No dia seguinte, à tarde, ela ainda telefonou para Sherlock para se certificar de que ele estava mesmo a caminho da Escócia. Deixou o aparelho tocar por um bom tempo e depois deu uma última olhada no seu apartamento, para ver se não tinha esquecido alguma coisa. O zelador a ajudou com as malas e, enquanto se dirigia para o táxi, Molly guardou os dois pacotes, um com o nome de Charles Magnussen e o outro com o de Sherlock Holmes, na sua bolsa. Vestia jeans, camisa e jaqueta, tudo muito simples. Os cabelos estavam soltos e havia colocado óculos de sol para esconder seus olhos cansados.

Antes de ir para o apartamento de Sherlock, passou por Bermondsey para deixar sua bagagem. Não havia ninguém em casa e com certeza surpreenderia as amigas, que iriam submetê-la a um verdadeiro interrogatório naquela noite. De lá, o mesmo táxi a levou para o outro lado da cidade, onde Sherlock morava.

Conseguiu entrar no prédio sem ser notada. O corredor estava vazio, mas mesmo assim ela hesitou antes de abrir a porta do apartamento.

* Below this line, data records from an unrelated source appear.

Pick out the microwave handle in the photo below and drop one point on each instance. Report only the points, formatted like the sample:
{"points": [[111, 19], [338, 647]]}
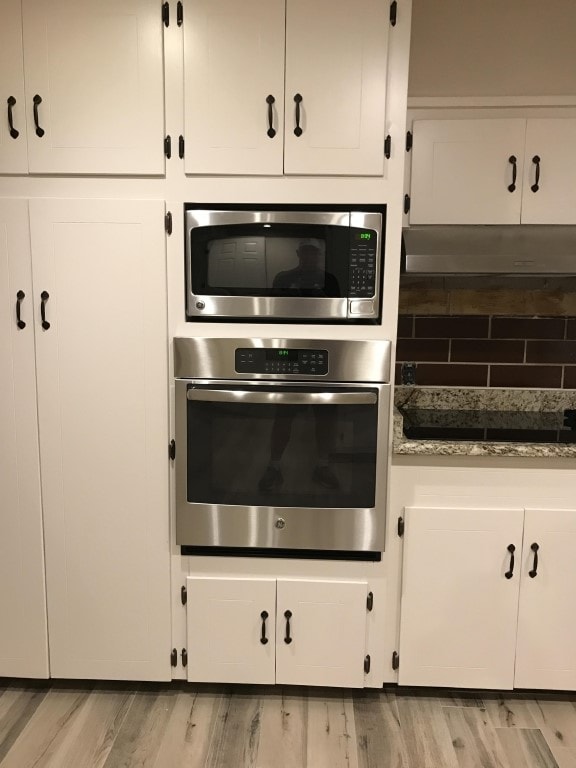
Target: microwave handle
{"points": [[282, 398]]}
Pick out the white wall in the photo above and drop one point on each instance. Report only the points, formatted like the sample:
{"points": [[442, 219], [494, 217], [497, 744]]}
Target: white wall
{"points": [[493, 48]]}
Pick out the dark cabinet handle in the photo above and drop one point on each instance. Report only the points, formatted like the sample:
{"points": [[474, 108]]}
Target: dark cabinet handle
{"points": [[263, 638], [511, 548], [534, 571], [36, 101], [20, 296], [12, 103], [44, 296], [298, 101], [513, 161], [287, 616], [536, 160], [270, 101]]}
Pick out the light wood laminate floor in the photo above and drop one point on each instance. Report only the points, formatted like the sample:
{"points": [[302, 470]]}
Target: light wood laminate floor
{"points": [[117, 725]]}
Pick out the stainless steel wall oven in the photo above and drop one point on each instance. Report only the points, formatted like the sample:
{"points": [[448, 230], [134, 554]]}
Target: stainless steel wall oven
{"points": [[281, 446], [289, 264]]}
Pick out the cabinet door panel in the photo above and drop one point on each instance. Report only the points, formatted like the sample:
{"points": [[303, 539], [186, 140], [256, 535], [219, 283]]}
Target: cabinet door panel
{"points": [[554, 142], [328, 632], [225, 630], [23, 637], [102, 402], [13, 152], [461, 171], [546, 651], [98, 69], [336, 60], [232, 62], [458, 611]]}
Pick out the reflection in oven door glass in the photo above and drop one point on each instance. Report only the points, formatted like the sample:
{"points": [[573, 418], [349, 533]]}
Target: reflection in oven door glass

As venezianas estavam abertas e o sol iluminava a sala. Molly deixou a sacola ao lado da porta e tomou a direção do quarto. A fotografia não estava mais sobre a mesinha de cabeceira. O que teria acontecido com ela? Logo afastou esse pensamento já que não tinha mais nada a ver com Sherlock.

O cofre ficava atrás do espelho sobre a camiseira. Ela o descobriu e começou a lidar com a fechadura giratória. Lembrava perfeitamente os números: dezenove, sete, vinte e seis, treze. A porta se abriu com um estalo. Pegou a pasta, tomando cuidado para não tocar em mais nada, e ao ver a primeira carta guardada nela, descobriu tudo o que precisava saber. Charles Magnussen havia acertado. De fato a companhia Tewson e Newbury estava sendo usada num plano de fusão que lesaria a Bolsa de Valores. E pela data, o negócio aconteceria em breve.

Telefonou imediatamente para Charles e começou a contar tudo, sem rodeios. Ele não lhe perguntou como havia conseguido as informações, só pediu com grande entusiasmo que lesse a carta e desligou logo em seguida, resmungando qualquer coisa sobre ainda ter tempo de pegar a Bolsa de Valores em funcionamento.

Depois de devolver a pasta ao cofre e empurrar o espelho, ela ficou se olhando por um bom tempo antes de se afastar. Só precisaria pegar sua bolsa para ir embora. Mas, enquanto atravessava a sala, a porta da cozinha se abriu e Sherlock entrou.

— Oi Molly — ele disse, numa voz natural. — Está de saída? Por que não fica para conversarmos?